Concluyo con nuestro poeta Jorge Debravo:
Pero la paz, hermanos, compañeros, se acerca.
Viene sobre los montes en hombros labradores,
viene sobre los trenes en hombros maquinistas
viene sobre los mares en hombros pescadores.
Grandes hordas de fieras quieren sembrar la guerra,
echan dientes de hidra en todos los terrenos,
pintan caras amargas en las ventanas nuevas…
Sin embargo, la paz, compañeros, se acerca.
Yo la oigo venir sobre las noches. Viene
por los montes, las casas, las fábricas, las minas,
los terrenos sembrados de frutos y de flores.
La Paz. En Nosotros los hombres.
Poemas de Jorge Debravo (1938-1967)
Referencias bibliográficas
Asamblea Legislativa (2014, 11/20).
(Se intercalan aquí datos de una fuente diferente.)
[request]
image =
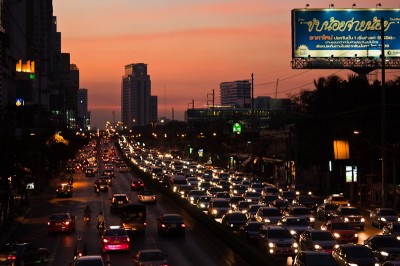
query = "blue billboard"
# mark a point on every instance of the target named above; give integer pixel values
(344, 33)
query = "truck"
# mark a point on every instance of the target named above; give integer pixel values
(22, 253)
(133, 218)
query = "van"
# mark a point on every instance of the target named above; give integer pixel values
(133, 218)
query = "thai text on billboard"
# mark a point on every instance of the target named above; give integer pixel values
(322, 33)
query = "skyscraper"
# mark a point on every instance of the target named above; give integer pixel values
(135, 96)
(83, 118)
(236, 93)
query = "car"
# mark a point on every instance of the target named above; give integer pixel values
(380, 217)
(123, 168)
(250, 230)
(64, 190)
(281, 204)
(146, 196)
(217, 207)
(392, 229)
(354, 254)
(277, 241)
(90, 171)
(137, 185)
(312, 258)
(61, 222)
(317, 240)
(118, 200)
(296, 225)
(234, 201)
(342, 231)
(203, 202)
(326, 211)
(171, 223)
(351, 215)
(252, 196)
(115, 238)
(234, 220)
(150, 257)
(385, 247)
(101, 184)
(133, 218)
(90, 260)
(22, 253)
(252, 211)
(268, 215)
(300, 211)
(337, 199)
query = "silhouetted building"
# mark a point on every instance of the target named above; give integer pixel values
(137, 105)
(236, 93)
(83, 119)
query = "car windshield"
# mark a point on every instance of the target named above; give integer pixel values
(115, 232)
(221, 204)
(301, 211)
(358, 252)
(173, 218)
(279, 234)
(341, 226)
(237, 217)
(338, 198)
(297, 222)
(350, 211)
(59, 217)
(271, 212)
(331, 207)
(254, 226)
(325, 235)
(321, 259)
(386, 242)
(151, 256)
(388, 213)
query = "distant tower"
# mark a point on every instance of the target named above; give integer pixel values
(236, 93)
(135, 96)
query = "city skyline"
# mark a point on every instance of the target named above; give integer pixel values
(189, 47)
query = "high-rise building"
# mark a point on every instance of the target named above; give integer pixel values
(83, 118)
(136, 96)
(236, 93)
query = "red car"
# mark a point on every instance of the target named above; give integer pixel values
(115, 238)
(61, 222)
(137, 185)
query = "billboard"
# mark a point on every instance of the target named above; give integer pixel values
(344, 33)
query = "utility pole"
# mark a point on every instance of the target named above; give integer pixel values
(383, 114)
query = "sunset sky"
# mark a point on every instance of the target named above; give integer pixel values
(190, 47)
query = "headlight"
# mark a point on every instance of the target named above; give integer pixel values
(384, 253)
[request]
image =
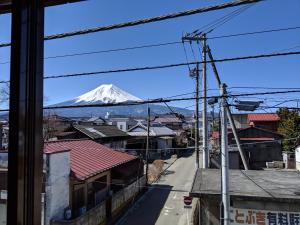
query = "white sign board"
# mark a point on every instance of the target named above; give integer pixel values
(263, 217)
(3, 194)
(297, 153)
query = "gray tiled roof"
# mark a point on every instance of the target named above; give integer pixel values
(101, 131)
(258, 184)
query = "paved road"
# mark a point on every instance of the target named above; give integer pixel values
(163, 204)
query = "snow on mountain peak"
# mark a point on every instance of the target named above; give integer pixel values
(106, 93)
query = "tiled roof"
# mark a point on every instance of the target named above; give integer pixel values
(257, 139)
(168, 120)
(100, 131)
(155, 130)
(88, 158)
(263, 117)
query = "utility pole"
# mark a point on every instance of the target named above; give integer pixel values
(204, 112)
(224, 158)
(197, 117)
(195, 74)
(205, 153)
(229, 115)
(147, 143)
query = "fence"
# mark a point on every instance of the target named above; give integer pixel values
(121, 198)
(97, 215)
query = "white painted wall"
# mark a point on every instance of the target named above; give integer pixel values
(122, 125)
(297, 154)
(297, 157)
(3, 159)
(57, 185)
(2, 214)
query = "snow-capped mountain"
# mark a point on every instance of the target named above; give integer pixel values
(109, 93)
(106, 93)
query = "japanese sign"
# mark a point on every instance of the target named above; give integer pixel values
(263, 217)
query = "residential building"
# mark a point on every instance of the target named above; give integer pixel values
(268, 121)
(93, 121)
(297, 158)
(123, 123)
(4, 129)
(161, 138)
(54, 125)
(256, 197)
(108, 135)
(240, 120)
(260, 146)
(172, 121)
(84, 181)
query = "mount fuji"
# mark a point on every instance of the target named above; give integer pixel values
(109, 93)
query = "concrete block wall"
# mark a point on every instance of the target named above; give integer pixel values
(95, 216)
(57, 185)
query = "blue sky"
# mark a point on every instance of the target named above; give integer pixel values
(275, 72)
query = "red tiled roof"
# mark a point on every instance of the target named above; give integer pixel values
(88, 158)
(215, 135)
(257, 139)
(263, 117)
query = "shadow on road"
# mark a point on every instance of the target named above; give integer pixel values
(168, 172)
(148, 210)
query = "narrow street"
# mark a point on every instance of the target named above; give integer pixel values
(163, 203)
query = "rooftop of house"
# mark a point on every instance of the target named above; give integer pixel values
(263, 117)
(95, 119)
(88, 158)
(216, 134)
(278, 185)
(100, 131)
(168, 119)
(156, 130)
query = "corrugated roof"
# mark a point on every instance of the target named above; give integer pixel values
(100, 131)
(155, 130)
(88, 158)
(263, 117)
(171, 119)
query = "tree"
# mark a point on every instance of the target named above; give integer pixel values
(289, 127)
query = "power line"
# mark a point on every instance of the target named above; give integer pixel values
(147, 20)
(164, 44)
(161, 100)
(254, 32)
(168, 66)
Proclamación de la Paz como Derecho Humano y de Costa Rica como país neutral. Comisión Plena Tercera: Costa Rica.
Cuevas Molina, R. (2011). 300. EUNA: Costa Rica.
Debravo, J. (1966). Nosotros los hombres. Editorial Costa Rica: Costa Rica.
Delgado Rojas, J. (2009). Construcciones supranacionales e integración regional latinoamericana. EUCR: Costa Rica.
Gross-Espiell, H. (2005). El derecho humano a la paz. Anuario de Derecho Constitucional Latinoamericano. Konrad Adenauer Stiftung: Uruguay.
Kant, I. (1795). La paz perpetua. Tecnos: España.
Naciones Unidas (6 de octubre, 1999). Resolución 6 de octubre de 1999. Declaración sobre una cultura de Paz. 53 periodo de sesiones. Acta 53/24353/243
Ramírez, S. (2011). La fugitiva. Alfaguara: España.
Touraine, A. (2000). ¿Podremos vivir juntos? Iguales pero diferentes. FCE: México.